The museum has 3 galleries all on one floor and is easy to navigate as the three galleries are clearly marked. There's a lot of information presented on each vehicle. Taking photos is permitted, but there's a lot of glare which bounces off the highly polished exteriors.

Near the first gallery, there's a workshop where cars are worked on for restoration. It’s a miniaturized version of the large workshop-machine shop that was in the Sparks warehouse(s). On the day we visited, a Mercury sedan featured in the 1955 James Dean film, Rebel Without a Cause, was in the shop.

There's another movie connection. The 1912 Rambler featured in a dock scene in the 1997 blockbuster film, Titanic, is also on display. 


The museum has a small number of celebrity cars which don't dominate the collection. There's one of the first 1953 Corvettes given by GM to John Wayne (Wayne couldn't easily fit in the sports car and donated it to Harrah's collection.) Also, Frank Sinatra's 1961 Ghia, Elvis Presley's 1973 Cadillac Eldorado, and a Dusenberg re-creation owned by Sammy Davis, Jr. 
A highlighted display is the 1908 Thomas Flyer, which won the 1908 New York to Paris Automobile Race around the world race, traveling over 22,000 miles over land and sea. Thomas automobile sales increased for awhile, but the company ultimately failed and the car was sold in a 1913 bankruptcy. After years of neglect and in poor condition, Harrah purchased it in 1964. His restoration shop of over 40 expert craftsmen restored it to the same condition as after the race finish (it does look a bit worse from wear).
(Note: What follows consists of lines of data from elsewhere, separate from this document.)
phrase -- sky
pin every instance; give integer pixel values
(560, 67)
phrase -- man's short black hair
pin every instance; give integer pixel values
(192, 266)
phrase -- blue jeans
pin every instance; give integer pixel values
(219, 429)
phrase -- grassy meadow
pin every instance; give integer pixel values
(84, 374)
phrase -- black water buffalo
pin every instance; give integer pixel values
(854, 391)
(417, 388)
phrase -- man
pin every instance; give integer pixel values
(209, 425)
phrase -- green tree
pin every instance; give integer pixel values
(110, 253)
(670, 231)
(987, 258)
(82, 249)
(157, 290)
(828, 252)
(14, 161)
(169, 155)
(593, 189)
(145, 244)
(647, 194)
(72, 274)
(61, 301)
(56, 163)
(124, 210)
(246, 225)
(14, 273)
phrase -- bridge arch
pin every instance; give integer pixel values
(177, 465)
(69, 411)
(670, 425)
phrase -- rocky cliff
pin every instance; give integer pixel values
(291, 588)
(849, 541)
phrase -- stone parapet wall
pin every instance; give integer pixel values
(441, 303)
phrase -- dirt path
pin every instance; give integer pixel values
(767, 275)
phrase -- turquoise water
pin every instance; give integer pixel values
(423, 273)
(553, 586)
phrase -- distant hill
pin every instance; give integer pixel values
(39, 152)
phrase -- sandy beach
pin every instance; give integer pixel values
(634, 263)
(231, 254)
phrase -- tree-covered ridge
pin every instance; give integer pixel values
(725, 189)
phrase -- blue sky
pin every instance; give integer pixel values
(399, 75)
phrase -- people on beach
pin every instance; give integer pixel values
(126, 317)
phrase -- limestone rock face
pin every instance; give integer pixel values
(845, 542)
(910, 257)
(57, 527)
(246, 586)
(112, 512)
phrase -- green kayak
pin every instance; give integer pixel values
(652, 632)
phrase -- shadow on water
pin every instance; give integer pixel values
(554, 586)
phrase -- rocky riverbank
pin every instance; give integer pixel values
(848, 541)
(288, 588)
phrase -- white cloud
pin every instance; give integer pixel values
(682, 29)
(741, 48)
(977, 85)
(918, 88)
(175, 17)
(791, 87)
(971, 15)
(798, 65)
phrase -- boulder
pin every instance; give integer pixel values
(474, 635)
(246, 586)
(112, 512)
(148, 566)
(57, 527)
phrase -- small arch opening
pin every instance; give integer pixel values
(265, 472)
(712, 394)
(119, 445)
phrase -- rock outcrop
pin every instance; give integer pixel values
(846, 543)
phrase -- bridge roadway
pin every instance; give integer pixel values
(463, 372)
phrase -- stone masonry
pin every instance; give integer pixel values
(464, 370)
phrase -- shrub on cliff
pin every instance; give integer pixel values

We found a connection to our home state of NJ in this yellow Mercer Type 35 Raceabout built from 1911-1914 by the Mercer Automobile Company in Trenton, NJ, which was funded by the Roebling and Krus engineering company, known for building the Brooklyn Bridge.The earliest Mercers were renowned for performance and reportedly could be taken from the showroom to the race track without modifications.

The 1930s street gallery recreates a city street, including a movie theater marquee that displays, Gone With The Wind. Parked at the curb, among other cars, are a blue 1938 Packard convertible, a blue 1930 Jordan 7-passenger touring car, and a vintage Lincoln.

Another display featured vintage autos in an early "used" car lot, but the autos being offered for sale hardly very used.


There's not just cars in the museum, but also displays of vintage gasoline pumps and logos of various car manufacturers.

After the museum opened, it was reported to have set the standard for automobile museums around the world. It’s received numerous praise, including recognition as one of 10 best U.S. auto museums. Ironically, it’s within walking distance of a Harrah’s casino.

This is the second vintage automobile museum we've visited this month on our cross country trip. Previously we stopped at the Studebaker Automobile Museum in South Bend, IN. 
It would be unfair to compare both auto museums as they were evenly priced and offered a wealth of information. However, our preference was for the Reno, NV auto museum as it laid out on a single floor (compared to 3 floors at Studebaker) and while the collection seemed smaller, there was more diversity. (We never realized how many different automobile companies there were within U.S. states in years past.) However if you're ever in either IN or NV, you should visit them and make your own decision.